It is easy to let a full workload get the better of you. That’s why it’s really important to stop stress getting on top of you by taking care of your physical and mental wellbeing, and to support your people to do the same.
One of the best ways to manage stress is to take control of the situation and actively seek out solutions. Remaining passive and believing there’s nothing you can do about your situation only makes stress worse. Below are some tips to help you manage your stress.
Keeping physically well
People handle stress better when they’re as physically healthy as possible, so find ways to encourage people in your workplace to take these tips on board:
- Take a quick walk in your lunch break.

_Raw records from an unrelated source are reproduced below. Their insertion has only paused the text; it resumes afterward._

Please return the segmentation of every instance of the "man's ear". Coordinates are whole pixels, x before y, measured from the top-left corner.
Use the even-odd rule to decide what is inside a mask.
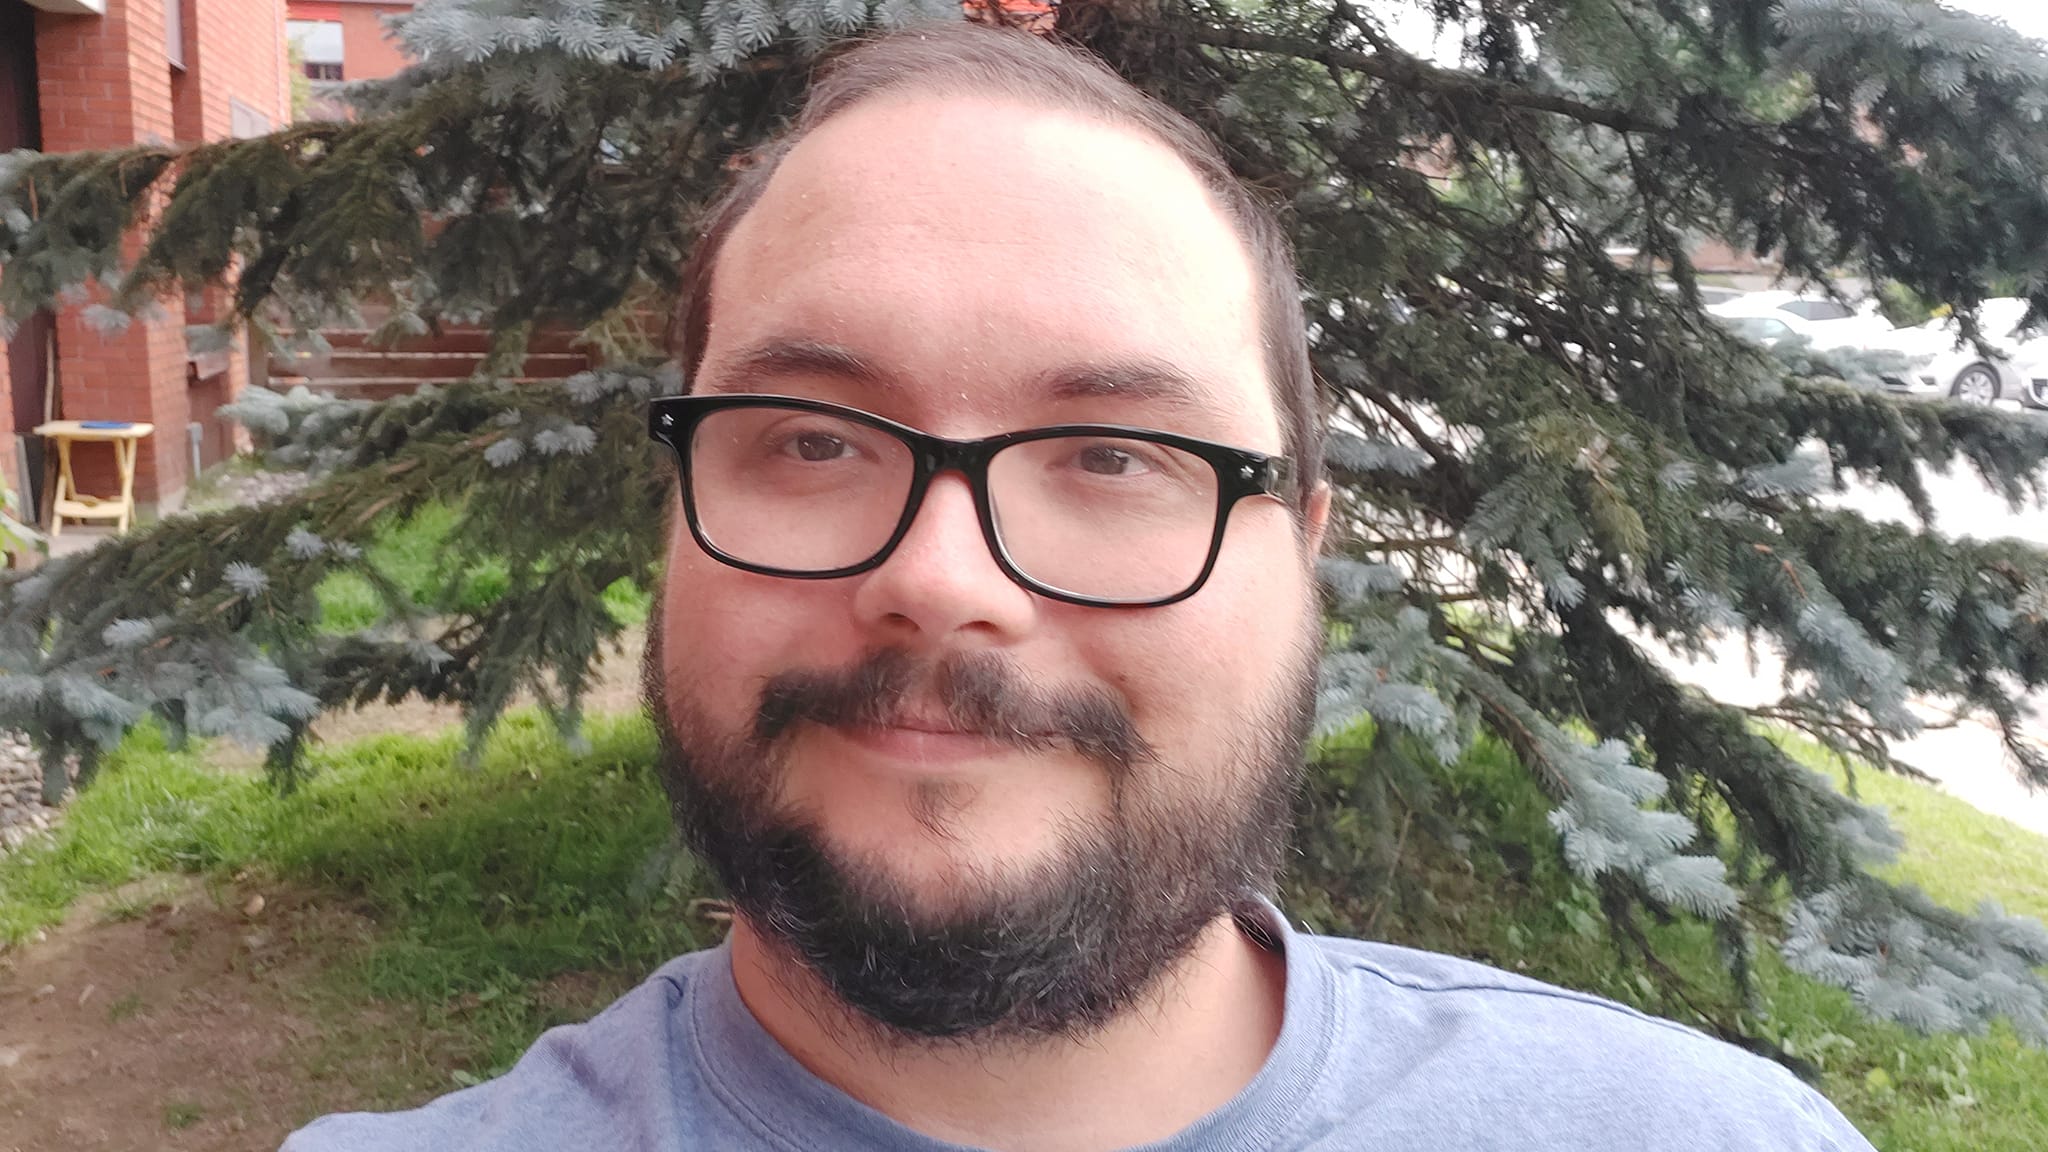
[[[1304,554],[1313,560],[1323,554],[1323,533],[1330,527],[1330,483],[1327,480],[1316,484],[1315,491],[1308,495],[1308,506],[1301,512],[1302,547]]]

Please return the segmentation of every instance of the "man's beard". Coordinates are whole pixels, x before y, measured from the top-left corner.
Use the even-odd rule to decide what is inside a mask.
[[[659,606],[652,619],[644,687],[684,839],[769,947],[886,1039],[1085,1035],[1136,1006],[1219,916],[1272,890],[1314,690],[1306,646],[1218,762],[1166,765],[1107,692],[1036,688],[989,652],[920,661],[884,649],[848,669],[783,673],[749,731],[718,732],[688,702],[671,706]],[[886,861],[834,849],[777,801],[801,725],[879,726],[914,697],[963,732],[1095,764],[1106,811],[1066,822],[1033,865],[955,879],[935,911]],[[945,789],[914,790],[939,834]]]

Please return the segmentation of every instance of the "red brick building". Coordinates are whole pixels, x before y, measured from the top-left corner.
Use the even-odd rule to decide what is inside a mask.
[[[0,0],[0,151],[118,148],[253,136],[290,119],[284,0]],[[191,479],[197,425],[202,463],[230,450],[214,409],[249,379],[246,339],[226,355],[194,356],[185,325],[220,301],[163,302],[164,315],[103,336],[77,307],[39,316],[0,356],[0,472],[18,487],[26,439],[32,482],[48,416],[141,420],[136,496],[175,508]],[[104,453],[81,454],[79,481],[112,491]]]

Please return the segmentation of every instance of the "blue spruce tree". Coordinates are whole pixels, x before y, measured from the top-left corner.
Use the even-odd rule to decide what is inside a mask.
[[[1222,139],[1299,240],[1338,492],[1301,905],[1370,927],[1347,894],[1381,886],[1411,824],[1456,849],[1432,812],[1442,765],[1496,741],[1625,945],[1641,916],[1696,917],[1738,985],[1766,938],[1878,1015],[2048,1038],[2048,932],[1880,879],[1898,848],[1881,813],[1644,646],[1774,648],[1791,675],[1770,718],[1880,767],[1911,700],[1991,717],[2048,783],[2017,739],[2048,679],[2048,556],[1944,537],[1922,482],[1966,467],[2038,499],[2048,426],[1902,407],[1852,386],[1854,357],[1742,345],[1704,319],[1688,255],[1711,235],[1816,284],[1899,285],[1972,338],[1994,283],[2038,318],[2042,46],[1926,0],[1431,0],[1462,36],[1447,64],[1390,35],[1411,7],[1067,0],[1057,19]],[[941,0],[429,0],[398,25],[424,63],[358,92],[353,122],[0,157],[10,315],[88,293],[118,325],[212,286],[236,306],[195,343],[243,324],[317,346],[365,302],[389,337],[494,334],[457,387],[252,391],[239,418],[316,483],[6,581],[0,724],[33,734],[58,790],[67,758],[89,780],[151,715],[269,748],[286,788],[321,710],[380,697],[459,702],[480,739],[528,690],[573,731],[619,632],[602,590],[660,563],[671,481],[643,405],[681,378],[649,318],[694,221],[835,38],[958,18]],[[586,332],[606,366],[506,385],[539,326]],[[1852,478],[1919,522],[1820,499]],[[451,494],[449,550],[507,579],[429,610],[363,545]],[[343,571],[385,617],[323,634],[314,589]]]

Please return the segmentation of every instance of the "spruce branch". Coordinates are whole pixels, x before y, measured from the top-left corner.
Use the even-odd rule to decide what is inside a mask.
[[[1470,73],[1436,68],[1398,50],[1383,48],[1372,53],[1356,52],[1245,28],[1197,27],[1190,36],[1196,43],[1206,44],[1212,48],[1228,48],[1312,61],[1328,68],[1357,72],[1410,89],[1441,93],[1475,104],[1547,112],[1587,124],[1612,128],[1617,132],[1669,130],[1667,124],[1621,109],[1603,108],[1563,95],[1533,91],[1520,85],[1477,77]]]

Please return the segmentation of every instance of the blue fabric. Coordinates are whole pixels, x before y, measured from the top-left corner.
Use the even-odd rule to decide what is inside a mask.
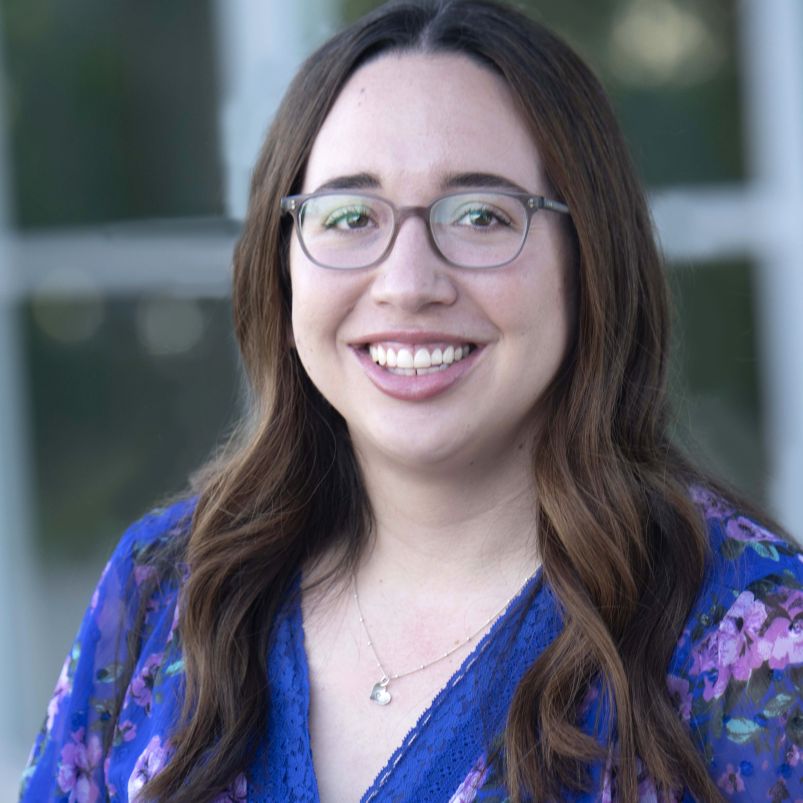
[[[695,498],[708,519],[713,559],[669,666],[669,695],[726,799],[803,801],[803,556],[718,499],[702,491]],[[148,600],[134,672],[119,675],[125,634],[153,572],[149,554],[185,531],[191,511],[192,503],[183,502],[152,513],[115,550],[34,744],[23,777],[25,803],[136,800],[170,760],[183,682],[176,584],[161,584]],[[486,767],[488,751],[516,684],[560,627],[556,602],[536,577],[410,731],[364,800],[505,800],[496,766]],[[253,766],[216,803],[318,799],[297,594],[277,620],[268,672],[266,738]],[[116,719],[110,709],[115,681],[126,687]],[[587,721],[599,713],[599,702],[592,690]],[[594,791],[575,799],[616,800],[615,768],[595,766],[591,773]],[[640,781],[641,800],[657,800],[649,777]],[[691,800],[683,790],[675,799]]]
[[[363,800],[448,800],[501,731],[526,667],[560,630],[549,593],[534,577],[437,695]],[[298,604],[289,606],[269,664],[275,704],[267,747],[249,774],[249,800],[317,801],[306,728],[309,679]],[[422,761],[426,756],[426,761]],[[278,770],[278,771],[277,771]]]

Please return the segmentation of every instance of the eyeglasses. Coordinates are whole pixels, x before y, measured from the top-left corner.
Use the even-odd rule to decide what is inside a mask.
[[[539,209],[569,214],[560,201],[501,190],[450,193],[429,206],[397,207],[376,195],[341,190],[290,195],[281,204],[309,259],[340,270],[380,263],[409,217],[427,224],[432,245],[450,265],[498,268],[521,253]]]

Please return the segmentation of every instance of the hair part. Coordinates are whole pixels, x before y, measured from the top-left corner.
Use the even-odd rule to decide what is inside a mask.
[[[577,724],[593,682],[615,713],[619,799],[638,799],[637,759],[660,791],[717,799],[666,688],[708,542],[689,499],[701,478],[667,436],[668,305],[647,204],[597,79],[544,27],[487,0],[383,6],[307,59],[275,116],[234,255],[254,410],[201,483],[181,592],[184,708],[173,758],[144,794],[207,799],[247,768],[267,718],[271,626],[293,578],[335,539],[346,571],[371,533],[346,424],[292,348],[291,227],[278,201],[300,191],[346,81],[392,52],[460,54],[500,75],[572,210],[575,331],[532,458],[538,548],[565,626],[510,706],[500,760],[512,799],[587,785],[589,762],[605,759]]]

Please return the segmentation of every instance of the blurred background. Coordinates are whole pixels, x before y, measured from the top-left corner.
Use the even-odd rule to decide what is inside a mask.
[[[0,798],[124,527],[240,412],[249,171],[373,0],[0,0]],[[675,292],[676,433],[803,534],[803,3],[530,0],[611,93]]]

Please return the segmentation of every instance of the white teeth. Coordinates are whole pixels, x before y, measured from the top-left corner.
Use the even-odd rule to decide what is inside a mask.
[[[413,368],[429,368],[432,365],[432,358],[426,349],[418,349],[413,358]]]
[[[399,368],[414,368],[413,354],[409,349],[399,349],[396,355],[396,365]]]
[[[419,348],[385,348],[382,344],[370,344],[368,353],[371,359],[378,365],[392,369],[393,373],[402,376],[414,376],[431,374],[442,371],[453,363],[468,357],[471,354],[471,346],[447,346],[445,349],[435,348],[431,352],[429,349]]]

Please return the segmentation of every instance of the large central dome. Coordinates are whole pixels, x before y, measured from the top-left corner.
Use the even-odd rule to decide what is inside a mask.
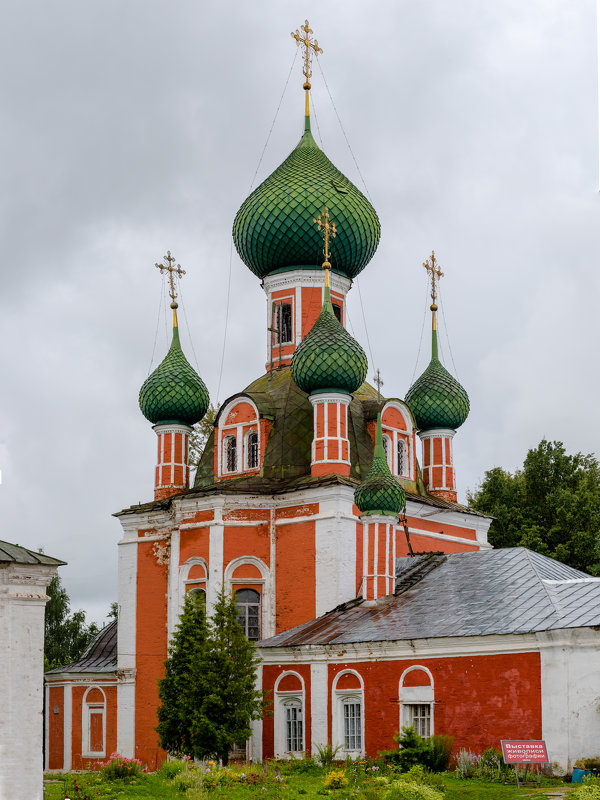
[[[334,272],[354,278],[379,243],[375,209],[317,146],[307,128],[297,147],[244,201],[233,223],[242,261],[264,278],[290,269],[316,269],[323,240],[313,218],[327,206],[337,236]]]

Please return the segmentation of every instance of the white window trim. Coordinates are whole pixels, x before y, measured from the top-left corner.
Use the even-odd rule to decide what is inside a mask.
[[[254,425],[254,423],[251,423]],[[256,449],[257,449],[257,465],[255,467],[250,466],[250,436],[255,433],[256,434]],[[250,428],[246,435],[244,436],[244,471],[248,472],[250,470],[259,470],[260,469],[260,425],[256,425],[255,428]]]
[[[98,689],[102,693],[102,703],[91,702],[88,703],[87,696],[94,689]],[[102,709],[102,750],[96,751],[90,749],[90,718],[92,712],[98,713],[98,709]],[[106,756],[106,693],[104,689],[98,684],[88,686],[83,695],[81,702],[81,757],[82,758],[104,758]]]
[[[232,410],[241,403],[247,403],[252,406],[254,411],[254,419],[247,422],[232,422],[229,425],[225,424],[225,420],[229,417]],[[260,416],[256,403],[246,395],[238,395],[227,403],[219,412],[219,425],[218,425],[218,449],[217,449],[217,470],[219,477],[227,477],[230,475],[238,475],[242,472],[248,471],[248,456],[247,456],[247,436],[251,433],[252,429],[258,433],[258,467],[252,467],[251,470],[260,469],[260,446],[261,446],[261,431],[260,431]],[[233,436],[237,442],[236,450],[236,468],[235,470],[227,469],[227,454],[225,452],[225,444],[228,436]]]
[[[300,689],[286,689],[280,690],[279,684],[281,681],[287,677],[288,675],[293,675],[295,678],[298,678],[300,681]],[[274,705],[274,745],[275,745],[275,757],[276,758],[297,758],[301,754],[303,754],[306,750],[306,691],[304,685],[304,678],[302,675],[299,675],[297,672],[293,670],[286,670],[282,672],[275,681],[275,686],[273,687],[273,693],[275,695],[275,705]],[[292,701],[296,701],[296,703],[300,706],[302,710],[302,749],[301,750],[286,750],[287,744],[287,730],[286,730],[286,718],[285,718],[285,708],[286,705]]]
[[[234,572],[238,567],[242,567],[245,564],[249,564],[253,567],[256,567],[260,572],[260,578],[234,578]],[[224,582],[225,582],[225,591],[228,595],[232,595],[233,593],[233,586],[243,587],[247,585],[248,587],[252,586],[260,586],[260,635],[261,639],[266,639],[269,636],[273,636],[275,634],[275,630],[271,629],[269,625],[270,620],[270,613],[271,613],[271,580],[270,580],[270,572],[267,565],[264,561],[261,561],[260,558],[256,556],[240,556],[239,558],[234,558],[233,561],[230,561],[229,564],[225,567],[225,574],[224,574]]]
[[[360,688],[356,689],[338,689],[337,685],[343,675],[354,675],[360,681]],[[354,669],[346,669],[339,672],[333,681],[331,687],[332,702],[331,702],[331,743],[333,748],[340,748],[340,752],[344,756],[350,758],[362,758],[365,755],[365,691],[364,681],[359,672]],[[360,703],[360,750],[348,750],[345,747],[344,737],[344,705],[346,703]]]
[[[429,686],[403,686],[405,677],[409,674],[409,672],[414,671],[425,672],[426,675],[429,677]],[[433,736],[435,733],[435,717],[434,717],[434,709],[435,709],[435,688],[433,682],[433,675],[431,674],[430,670],[427,667],[423,667],[419,664],[414,665],[412,667],[408,667],[405,669],[402,675],[400,676],[400,681],[398,685],[398,706],[399,706],[399,723],[400,723],[400,730],[410,724],[410,720],[408,719],[408,708],[407,706],[412,705],[428,705],[429,706],[429,715],[430,715],[430,731],[429,735]]]
[[[402,415],[406,430],[401,431],[395,429],[392,425],[386,425],[386,423],[383,421],[383,417],[388,408],[394,408]],[[381,420],[384,428],[383,435],[389,436],[390,439],[392,440],[391,456],[390,453],[388,452],[388,466],[390,468],[392,475],[396,475],[397,477],[400,478],[405,478],[406,480],[414,481],[415,480],[415,431],[408,408],[395,400],[390,400],[381,409]],[[405,455],[408,465],[408,474],[406,475],[400,475],[398,472],[398,439],[403,439],[404,442],[406,443]]]

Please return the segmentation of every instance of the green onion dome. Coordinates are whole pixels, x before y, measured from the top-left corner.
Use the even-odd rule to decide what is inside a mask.
[[[431,361],[406,394],[417,428],[460,428],[469,416],[469,395],[438,359],[437,331],[433,331]]]
[[[354,502],[361,514],[397,516],[404,510],[406,494],[388,467],[383,449],[381,412],[377,415],[377,434],[371,468],[364,481],[356,487]]]
[[[236,214],[233,241],[244,264],[259,278],[319,267],[323,242],[313,218],[324,206],[338,229],[332,269],[355,278],[375,253],[379,219],[362,192],[319,149],[307,118],[297,147]]]
[[[367,377],[367,366],[365,351],[333,313],[326,286],[321,313],[292,357],[292,378],[308,394],[352,394]]]
[[[206,414],[209,402],[204,381],[183,355],[175,324],[169,352],[140,389],[142,414],[154,425],[194,425]]]

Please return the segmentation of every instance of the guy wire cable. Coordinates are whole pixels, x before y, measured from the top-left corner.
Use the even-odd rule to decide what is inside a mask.
[[[454,356],[452,354],[452,345],[450,344],[450,334],[448,333],[448,326],[446,325],[446,315],[444,314],[444,300],[442,297],[442,293],[440,292],[438,286],[438,294],[440,296],[440,309],[442,311],[442,320],[444,321],[444,331],[446,332],[446,341],[448,342],[448,350],[450,352],[450,360],[452,361],[452,367],[454,369],[454,374],[456,375],[457,379],[460,380],[460,376],[458,374],[458,370],[456,369],[456,364],[454,363]]]
[[[154,364],[154,355],[156,353],[156,342],[158,339],[158,329],[160,327],[160,312],[162,311],[162,304],[163,304],[163,293],[165,291],[165,283],[161,281],[160,283],[160,298],[158,301],[158,313],[156,315],[156,330],[154,331],[154,345],[152,347],[152,357],[150,359],[150,366],[148,367],[148,375],[150,375],[150,370],[152,369],[152,364]]]
[[[410,379],[410,385],[412,386],[415,382],[415,374],[417,372],[417,367],[419,366],[419,357],[421,355],[421,347],[423,345],[423,331],[425,330],[425,320],[427,319],[427,296],[429,294],[429,274],[427,275],[427,285],[425,286],[425,306],[423,309],[423,322],[421,323],[421,335],[419,336],[419,349],[417,351],[417,360],[415,361],[415,367],[413,369],[412,378]]]

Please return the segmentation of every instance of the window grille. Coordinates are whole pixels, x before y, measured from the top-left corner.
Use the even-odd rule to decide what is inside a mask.
[[[419,736],[427,739],[431,736],[431,705],[429,703],[409,703],[406,706],[408,724],[412,725]]]
[[[304,749],[302,740],[302,708],[288,705],[285,709],[285,749],[288,753],[299,753]]]
[[[398,439],[398,475],[408,475],[406,468],[406,442],[404,439]]]
[[[344,749],[362,749],[360,703],[344,703]]]
[[[290,344],[292,341],[292,304],[278,303],[275,306],[275,344]]]
[[[260,639],[260,595],[255,589],[238,589],[235,593],[238,622],[251,642]]]
[[[248,434],[248,469],[258,467],[258,433]]]
[[[235,436],[228,436],[225,439],[225,468],[227,472],[237,470],[237,439]]]
[[[333,305],[333,313],[335,314],[337,321],[341,325],[341,323],[342,323],[342,307],[338,306],[336,303],[332,303],[332,305]]]

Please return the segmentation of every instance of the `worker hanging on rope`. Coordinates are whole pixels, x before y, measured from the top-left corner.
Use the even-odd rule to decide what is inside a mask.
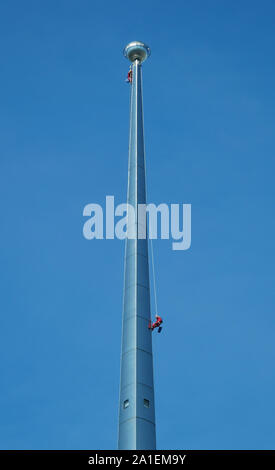
[[[133,81],[133,72],[132,72],[132,67],[130,66],[129,72],[127,75],[127,79],[125,80],[127,83],[132,83]]]
[[[155,263],[154,263],[154,252],[153,252],[153,242],[151,238],[151,259],[152,259],[152,270],[153,270],[153,285],[154,285],[154,297],[155,297],[155,312],[158,311],[158,305],[157,305],[157,289],[156,289],[156,276],[155,276]],[[161,332],[162,326],[161,324],[163,323],[162,318],[159,315],[155,315],[156,321],[152,323],[151,321],[149,322],[149,330],[153,331],[155,328],[158,328],[158,333]]]
[[[150,322],[148,328],[149,330],[152,330],[152,331],[155,328],[158,328],[158,333],[160,333],[162,330],[161,324],[163,323],[163,320],[159,315],[155,315],[155,317],[156,317],[156,321],[154,323]]]

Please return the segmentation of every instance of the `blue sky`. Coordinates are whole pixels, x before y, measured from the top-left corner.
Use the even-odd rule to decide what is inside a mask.
[[[273,1],[3,1],[0,448],[116,448],[123,253],[83,208],[125,202],[123,47],[147,42],[159,449],[274,448]]]

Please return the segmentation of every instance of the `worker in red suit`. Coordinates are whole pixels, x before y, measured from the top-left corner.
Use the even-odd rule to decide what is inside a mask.
[[[155,328],[158,328],[158,333],[160,333],[162,330],[162,327],[160,325],[162,323],[162,318],[159,315],[156,315],[156,321],[153,324],[151,324],[151,322],[149,323],[149,329],[153,331]]]
[[[132,69],[131,69],[131,67],[130,67],[126,81],[127,81],[128,83],[132,83],[132,80],[133,80],[133,72],[132,72]]]

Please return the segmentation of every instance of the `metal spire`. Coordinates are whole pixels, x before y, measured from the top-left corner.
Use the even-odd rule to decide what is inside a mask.
[[[146,204],[141,63],[149,57],[150,49],[134,41],[123,52],[132,62],[127,202],[137,214],[138,204]],[[139,230],[136,220],[135,233]],[[127,239],[125,247],[119,449],[156,448],[150,320],[148,243],[147,238],[135,236]]]

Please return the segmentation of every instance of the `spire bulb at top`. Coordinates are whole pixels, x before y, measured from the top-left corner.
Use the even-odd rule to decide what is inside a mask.
[[[132,41],[124,47],[123,54],[130,62],[144,62],[151,55],[151,51],[144,42]]]

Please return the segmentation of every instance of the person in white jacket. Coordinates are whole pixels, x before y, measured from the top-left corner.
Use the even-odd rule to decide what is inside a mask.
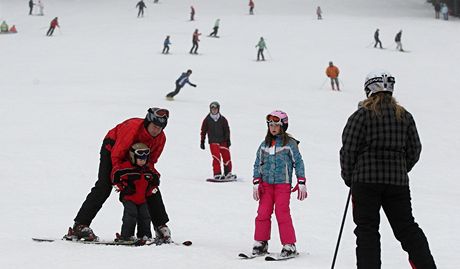
[[[40,16],[45,15],[43,13],[43,9],[45,9],[45,5],[43,4],[42,0],[38,0],[37,6],[38,6],[38,9],[39,9],[39,12],[40,12],[40,13],[38,13],[38,15],[40,15]]]
[[[449,7],[447,7],[446,3],[442,3],[441,14],[444,20],[447,21],[449,19]]]

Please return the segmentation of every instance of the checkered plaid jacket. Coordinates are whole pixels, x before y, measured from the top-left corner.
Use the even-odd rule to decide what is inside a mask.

Regular exercise can help you unwind and alleviate tension, and it also reduces anxiety. You don’t have to commit to long sweat sessions, either – even a 15-minute walk around the block can be beneficial in helping to settle your mind.
- Make quality sleep a priority. Poor sleep can cause irritability and stress, while getting enough sleep will enhance your wellbeing. Avoid caffeine and alcohol in the hours before bed as these will both affect sleep quality. Reading in bed (from paper, not a screen) can be a relaxing way to fully unwind and prepare for a deep sleep.
- Eat a diverse, healthy diet. Take care of yourself and support your mental wellbeing by eating a diet rich in plant foods such as vegetables, fruits, legumes and wholegrains.
Limit, or avoid, smoking, alcohol and drugs. They not only don’t alleviate stress, they can make it harder to deal with.
Managing your time
Being well-organised can help you manage stress. These tips might be helpful for both you and your team:
- Map out your day, segment by segment, allocating time to specific tasks
- Try listing your tasks in order of priority, and tackle the most difficult ones first thing in the morning when your mind is fresh
- Ask others to take over tasks at home or work if you have too much to cope with
- Make sure you always take a lunch break and try to leave work on time
- When you leave the office, check out completely by resisting the urge to answer work emails at home (unless you need to be on call).
Looking after your mind is known to have stress-beating effects. Try these techniques:
- Spend time with people who make you feel uplifted. Talk through problems with people you trust, to help you get a fresh perspective and find solutions.
- Try yoga, meditation or tai chi. These are known to be valuable stress-management tools. Learning a deep breathing technique might be handy to use at work in times of stress.
- Allocate time outside of work to nurture yourself. You might like to indulge in a massage, a nap or do something you love such as listening to music. Start by setting aside two nights a week for ‘me time’.
- Look for the positives. Gratitude exercises, such as writing down three things you’re grateful for each day, can help you remain optimistic about your situation.
- Work at accepting the things that are beyond your control. You might not, for example, ever be able to get your inbox totally empty, nor can you control decisions made by senior management in your company.
- If you’re struggling to cope, ask for help from your loved ones, manager or GP.